Trump and his administration’s top officials have not only threatened to pull funding from colleges over their diversity initiatives but also over the way they handle student protests and if they allow transgender women to play on teams corresponding with their gender identity. 

Friday’s announcement escalates the Trump administration’s threats to pull federal funding over diversity efforts. 

The Education Department said it is investigating allegations that 45 colleges have partnered with an organization for doctoral students that has race-based eligibility criteria. It is also looking into allegations that six have race-based scholarships and that one has a “program that segregates students on the basis of race.”

The probes follow the Feb. 14 Dear Colleague letter, which interpreted the 2023 U.S. Supreme Court decision against race-conscious admissions to also mean that colleges were prohibited from considering race in their policies and programs, including scholarships and housing. 

The letter panned diversity, equity and inclusion initiatives, describing them as discriminatory practices aimed at “smuggling racial stereotypes and explicit race-consciousness into everyday training, programming, and discipline.” The guidance threatened to pull federal funding from colleges that didn’t comply with the Education Department’s interpretation of civil rights law. 

At least two lawsuits have challenged the legality of the guidance, arguing that the letter is unconstitutionally vague, undermines academic freedom and violates free speech rights. 

The plaintiffs and other critics have pointed out that the 2023 Supreme Court decision only touched on admissions. 

“OCR’s letter goes beyond that in a way that is simply off-base, encompassing virtually all programs at schools and universities, including race-neutral policies,” researchers at The Century Foundation, a left-leaning think tank, said in a post this week. 

Both The Century Foundation and some legal scholars have cautioned colleges to not overly comply with the letter.

“It is important to ensure that educational policy is not changed based on a letter that oversteps legal boundaries,” Liliana Garces, an educational leadership and policy professor at the University of Texas at Austin, wrote in a February op-ed for The Chronicle for Education.

Two weeks later after the Education Department issued the Dear Colleague letter — amid widespread outcry — the agency appeared to walk back some of the most contested provisions of the guidance in a Q&A. 

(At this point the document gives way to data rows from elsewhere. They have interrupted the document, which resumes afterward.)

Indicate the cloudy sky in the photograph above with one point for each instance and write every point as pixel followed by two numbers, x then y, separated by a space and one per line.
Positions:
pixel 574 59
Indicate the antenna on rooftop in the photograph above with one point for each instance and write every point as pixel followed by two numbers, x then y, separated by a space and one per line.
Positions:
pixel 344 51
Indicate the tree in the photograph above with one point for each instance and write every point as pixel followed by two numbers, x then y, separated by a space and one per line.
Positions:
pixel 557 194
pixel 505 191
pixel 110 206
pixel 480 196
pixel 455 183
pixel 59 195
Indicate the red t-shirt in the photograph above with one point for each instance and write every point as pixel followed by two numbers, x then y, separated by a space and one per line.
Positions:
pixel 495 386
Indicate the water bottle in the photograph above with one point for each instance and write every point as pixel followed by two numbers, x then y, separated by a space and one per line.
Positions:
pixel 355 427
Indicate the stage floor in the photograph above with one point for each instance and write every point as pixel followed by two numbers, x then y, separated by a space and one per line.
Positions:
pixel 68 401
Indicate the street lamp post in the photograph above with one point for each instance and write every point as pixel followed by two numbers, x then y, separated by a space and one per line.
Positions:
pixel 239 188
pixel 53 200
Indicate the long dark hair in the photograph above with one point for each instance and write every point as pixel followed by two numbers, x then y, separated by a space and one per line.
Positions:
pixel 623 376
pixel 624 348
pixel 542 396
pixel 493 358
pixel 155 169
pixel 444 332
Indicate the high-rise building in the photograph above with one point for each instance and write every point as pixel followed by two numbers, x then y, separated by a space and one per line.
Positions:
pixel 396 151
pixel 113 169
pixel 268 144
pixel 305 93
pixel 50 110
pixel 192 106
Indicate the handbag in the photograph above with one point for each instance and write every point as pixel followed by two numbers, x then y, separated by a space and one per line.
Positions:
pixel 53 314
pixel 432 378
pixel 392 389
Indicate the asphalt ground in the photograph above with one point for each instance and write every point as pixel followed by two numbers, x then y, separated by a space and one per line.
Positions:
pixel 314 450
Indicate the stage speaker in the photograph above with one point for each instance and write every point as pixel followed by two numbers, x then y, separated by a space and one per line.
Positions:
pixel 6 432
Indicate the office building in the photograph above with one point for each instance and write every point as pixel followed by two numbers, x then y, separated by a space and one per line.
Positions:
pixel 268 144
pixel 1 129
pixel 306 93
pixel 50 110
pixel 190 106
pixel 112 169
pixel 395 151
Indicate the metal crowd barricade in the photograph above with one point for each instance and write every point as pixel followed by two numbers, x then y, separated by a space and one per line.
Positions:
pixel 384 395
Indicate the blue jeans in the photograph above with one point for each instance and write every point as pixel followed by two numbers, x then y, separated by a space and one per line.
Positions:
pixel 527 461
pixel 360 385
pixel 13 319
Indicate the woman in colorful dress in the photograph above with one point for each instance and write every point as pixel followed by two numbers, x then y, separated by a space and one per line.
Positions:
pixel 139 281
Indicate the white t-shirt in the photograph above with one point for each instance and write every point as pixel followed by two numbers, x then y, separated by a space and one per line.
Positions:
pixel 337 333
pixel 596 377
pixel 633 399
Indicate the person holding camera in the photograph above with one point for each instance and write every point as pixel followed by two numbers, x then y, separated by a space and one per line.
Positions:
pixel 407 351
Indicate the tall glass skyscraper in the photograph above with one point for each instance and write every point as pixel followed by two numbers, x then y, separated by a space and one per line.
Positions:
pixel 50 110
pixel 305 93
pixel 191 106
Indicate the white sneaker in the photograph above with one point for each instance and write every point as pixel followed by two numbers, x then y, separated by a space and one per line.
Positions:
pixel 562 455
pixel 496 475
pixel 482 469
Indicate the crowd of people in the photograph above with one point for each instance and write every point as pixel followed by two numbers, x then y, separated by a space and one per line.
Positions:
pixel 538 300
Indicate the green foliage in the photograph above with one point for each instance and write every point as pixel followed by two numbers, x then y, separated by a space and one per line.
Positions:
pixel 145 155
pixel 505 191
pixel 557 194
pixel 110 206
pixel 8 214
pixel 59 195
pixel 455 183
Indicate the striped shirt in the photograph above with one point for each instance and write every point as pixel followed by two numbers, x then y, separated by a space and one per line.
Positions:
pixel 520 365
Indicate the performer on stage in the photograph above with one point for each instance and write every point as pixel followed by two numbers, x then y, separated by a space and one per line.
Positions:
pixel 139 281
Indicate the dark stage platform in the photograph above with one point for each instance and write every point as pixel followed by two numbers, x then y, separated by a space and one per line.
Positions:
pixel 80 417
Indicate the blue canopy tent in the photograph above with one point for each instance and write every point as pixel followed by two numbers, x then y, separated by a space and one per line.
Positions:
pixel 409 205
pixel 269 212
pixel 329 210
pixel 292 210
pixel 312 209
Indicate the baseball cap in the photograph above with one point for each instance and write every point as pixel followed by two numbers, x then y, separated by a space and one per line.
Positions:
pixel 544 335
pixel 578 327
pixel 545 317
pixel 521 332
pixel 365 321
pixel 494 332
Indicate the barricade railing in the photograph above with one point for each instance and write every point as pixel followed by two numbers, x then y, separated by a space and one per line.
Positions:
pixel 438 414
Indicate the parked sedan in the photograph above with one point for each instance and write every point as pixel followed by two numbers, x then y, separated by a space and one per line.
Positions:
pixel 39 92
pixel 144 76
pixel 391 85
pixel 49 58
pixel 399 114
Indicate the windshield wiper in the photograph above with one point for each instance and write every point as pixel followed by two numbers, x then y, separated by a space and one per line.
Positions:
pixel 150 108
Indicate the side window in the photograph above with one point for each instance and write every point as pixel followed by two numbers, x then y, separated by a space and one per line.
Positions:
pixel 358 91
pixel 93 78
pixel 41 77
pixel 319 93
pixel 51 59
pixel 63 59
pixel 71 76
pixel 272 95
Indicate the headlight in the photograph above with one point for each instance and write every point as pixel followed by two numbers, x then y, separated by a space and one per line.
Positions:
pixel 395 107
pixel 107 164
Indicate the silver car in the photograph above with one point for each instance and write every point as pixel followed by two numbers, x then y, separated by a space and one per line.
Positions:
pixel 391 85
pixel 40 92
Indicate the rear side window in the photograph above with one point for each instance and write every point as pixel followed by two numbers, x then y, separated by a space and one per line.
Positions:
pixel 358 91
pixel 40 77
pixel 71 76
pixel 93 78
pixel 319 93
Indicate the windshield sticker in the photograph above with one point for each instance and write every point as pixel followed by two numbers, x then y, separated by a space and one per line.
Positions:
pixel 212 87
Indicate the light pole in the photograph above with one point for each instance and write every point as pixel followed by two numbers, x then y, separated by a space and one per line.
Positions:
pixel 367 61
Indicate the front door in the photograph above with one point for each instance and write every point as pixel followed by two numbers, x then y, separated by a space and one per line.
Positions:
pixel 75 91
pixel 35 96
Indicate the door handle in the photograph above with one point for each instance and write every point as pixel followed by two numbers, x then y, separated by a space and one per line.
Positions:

For instance, the Education Department said using words like “diversity,” “equity,” and “inclusion” would not necessarily mean colleges are violating civil rights law. The agency also noted that it doesn’t have the power to control classroom instruction. 

Yet the American Federation of Teachers, one of the groups suing over the guidance, said the Q&A only made the letter “murkier.”

The Education Department's new round of investigations also follow dramatic cuts at the agency, which eliminated nearly half its workforce through mass firings and voluntary buyouts. Department leaders concentrated many of the cuts in OCR, the very division responsible for carrying out the new civil rights investigations.